Çünkü Arap dünyasında farklı fikirler ve siyasi görüşler bulunmasına rağmen yazarın şimdilerde duyduğu sözler pek işitilmemişti!

Öyle ki laiklerle birlikte darbe yapan General Sisi'nin yazdırdığı anayasada bile İslam Şeriatının teşri kaynağı olduğu kayıt altına alınmıştır. Anayasa mahkemesinin onayı şartına bağlayarak bir açık kapı bırakılmıştır ama ortakları laik bile olsa İslam'a alenen tavır alma cesareti yoktur o dünyada!

Onun için Ürdünlü yazar şaşkınlığını gizleyemiyor!

Henüz LGBT'nin sapkınlık propagandası oralarda başını çıkaramadığı için yazar onları duymamış!

Oysa dünyadaki ve İslam âlemindeki sekülerleşmeden Ortadoğu da nasibi alıyor!

Hem de çok radikal bir şekilde!

Türkiye, Ürdünlü yazarın şaşkınlıkla karşıladığı hususlarda normalleşme yoluna girmiştir. Ancak fitne bu sefer aileyi ve yeni nesilleri hedefine koyduğu için tehlike daha büyüktür.

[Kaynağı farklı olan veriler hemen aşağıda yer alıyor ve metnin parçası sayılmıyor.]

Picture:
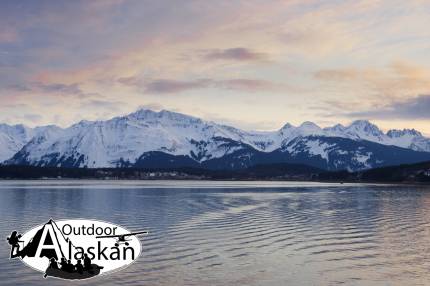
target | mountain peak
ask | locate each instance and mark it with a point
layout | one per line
(287, 126)
(365, 126)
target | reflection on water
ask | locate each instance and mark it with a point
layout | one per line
(238, 233)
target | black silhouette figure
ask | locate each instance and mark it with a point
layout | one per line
(79, 267)
(70, 266)
(14, 242)
(63, 264)
(57, 268)
(52, 265)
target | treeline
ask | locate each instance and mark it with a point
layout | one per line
(403, 173)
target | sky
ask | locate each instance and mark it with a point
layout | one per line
(255, 65)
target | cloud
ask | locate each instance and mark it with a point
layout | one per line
(160, 86)
(414, 108)
(394, 81)
(174, 86)
(152, 106)
(103, 104)
(32, 117)
(235, 54)
(250, 85)
(73, 89)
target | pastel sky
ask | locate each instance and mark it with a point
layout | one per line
(252, 64)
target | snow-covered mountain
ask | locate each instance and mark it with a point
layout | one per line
(168, 139)
(14, 137)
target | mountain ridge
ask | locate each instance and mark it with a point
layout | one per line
(132, 139)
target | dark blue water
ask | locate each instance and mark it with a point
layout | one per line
(250, 233)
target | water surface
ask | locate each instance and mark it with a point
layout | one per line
(231, 233)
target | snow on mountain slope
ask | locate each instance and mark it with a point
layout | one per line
(122, 140)
(14, 137)
(128, 140)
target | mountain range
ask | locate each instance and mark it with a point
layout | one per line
(166, 139)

Başkan Erdoğan tehlikenin farkında olduğu için de aileyi koruma konusunu sık sık dillendiriyor.

O yüzen de aileyi koruyacak anayasa değişikliğinin meclise sunulması aciliyet kesbediyor!

Önce anayasa değişikliği, sonra da mevzuattaki aileyi tehdit eden unsurların teker teker ayıklanması meclisin önceliği olmalıdır!

Enflasyon kadar hatta ondan daha önemlidir!